L’intérim, une solution gagnant-gagnant

En parallèle, Eureka Handicap cherche aussi à se faire connaître des demandeurs d’emploi en situation de handicap. Elle compte actuellement 450 profils de personnes prêtes à travailler dans sa CVthèque. « On reçoit tous nos candidats en physique à l’agence pour un premier entretien. Le but est de faire un bilan de ce qu’ils recherchent, ce qu’ils peuvent faire ou ne pas faire », résume Sandrine Colonna, chargée de recrutement et d’accompagnement au sein de l’agence marseillaise. Lorsqu’un profil matche avec les critères d’une offre d’emploi, l’agence le positionne. « On s’assure que sa pathologie correspond au poste. Ce n’est pas forcément le cas dans une agence d’intérim classique, ce qui peut mettre le candidat en difficulté », argue-t-elle.

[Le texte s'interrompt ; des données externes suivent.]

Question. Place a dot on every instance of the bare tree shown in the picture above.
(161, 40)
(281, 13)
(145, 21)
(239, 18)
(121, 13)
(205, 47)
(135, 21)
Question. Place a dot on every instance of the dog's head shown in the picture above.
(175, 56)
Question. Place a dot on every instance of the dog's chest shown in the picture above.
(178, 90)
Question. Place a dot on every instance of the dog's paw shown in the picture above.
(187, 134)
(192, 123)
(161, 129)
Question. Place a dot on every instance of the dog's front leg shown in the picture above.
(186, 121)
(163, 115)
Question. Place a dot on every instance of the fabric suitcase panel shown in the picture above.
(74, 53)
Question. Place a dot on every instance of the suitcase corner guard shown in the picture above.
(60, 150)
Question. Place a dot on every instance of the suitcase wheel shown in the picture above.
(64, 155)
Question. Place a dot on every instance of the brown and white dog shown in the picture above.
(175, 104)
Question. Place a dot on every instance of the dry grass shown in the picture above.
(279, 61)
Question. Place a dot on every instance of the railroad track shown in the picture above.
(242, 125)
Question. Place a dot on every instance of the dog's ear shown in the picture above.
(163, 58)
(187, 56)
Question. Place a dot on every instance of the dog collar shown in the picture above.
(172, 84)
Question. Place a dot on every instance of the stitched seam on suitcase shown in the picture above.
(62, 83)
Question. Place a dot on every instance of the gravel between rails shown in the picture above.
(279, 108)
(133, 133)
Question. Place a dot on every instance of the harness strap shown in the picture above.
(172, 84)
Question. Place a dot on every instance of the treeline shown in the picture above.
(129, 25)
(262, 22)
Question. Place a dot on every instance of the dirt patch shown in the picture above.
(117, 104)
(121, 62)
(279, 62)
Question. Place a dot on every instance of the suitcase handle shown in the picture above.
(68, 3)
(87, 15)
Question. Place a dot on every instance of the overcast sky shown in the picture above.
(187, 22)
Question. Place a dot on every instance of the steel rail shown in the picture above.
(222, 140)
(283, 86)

Les missions peuvent durer un ou deux jours et parfois même se prolonger, en fonction des besoins de recrutement de l’entreprise. « L’intérim est un bon moyen pour les demandeurs d’emploi en situation de handicap de faire leurs preuves. Et les entreprises qui ont des a priori se retrouvent finalement agréablement surprises », estime Alicia Fenech. Parmi les idées reçues souvent cassées : les entreprises s’attendent à voir débarquer une personne en fauteuil roulant. Or, 80% des handicaps sont dits « invisibles » (bonus).

 

 

Déménagement prochain

Outre son manque de notoriété, l’agence Eureka Handicap est très excentrée. Située dans le parc d’activités de Saint-Henri, dans le 16e arrondissement, elle est en plus mal desservie en transports en commun. « C’est compliqué pour les personnes non-véhiculées de venir jusqu’à nous. On est obligés d’aller les chercher à l’arrêt de bus ou de se rencontrer dans un café ou une boulangerie près de chez eux », souffle Alicia Fenech. Des difficultés qui appartiendront bientôt au passé : un déménagement dans le 6e arrondissement, bien plus central, est prévu dans les prochaines semaines.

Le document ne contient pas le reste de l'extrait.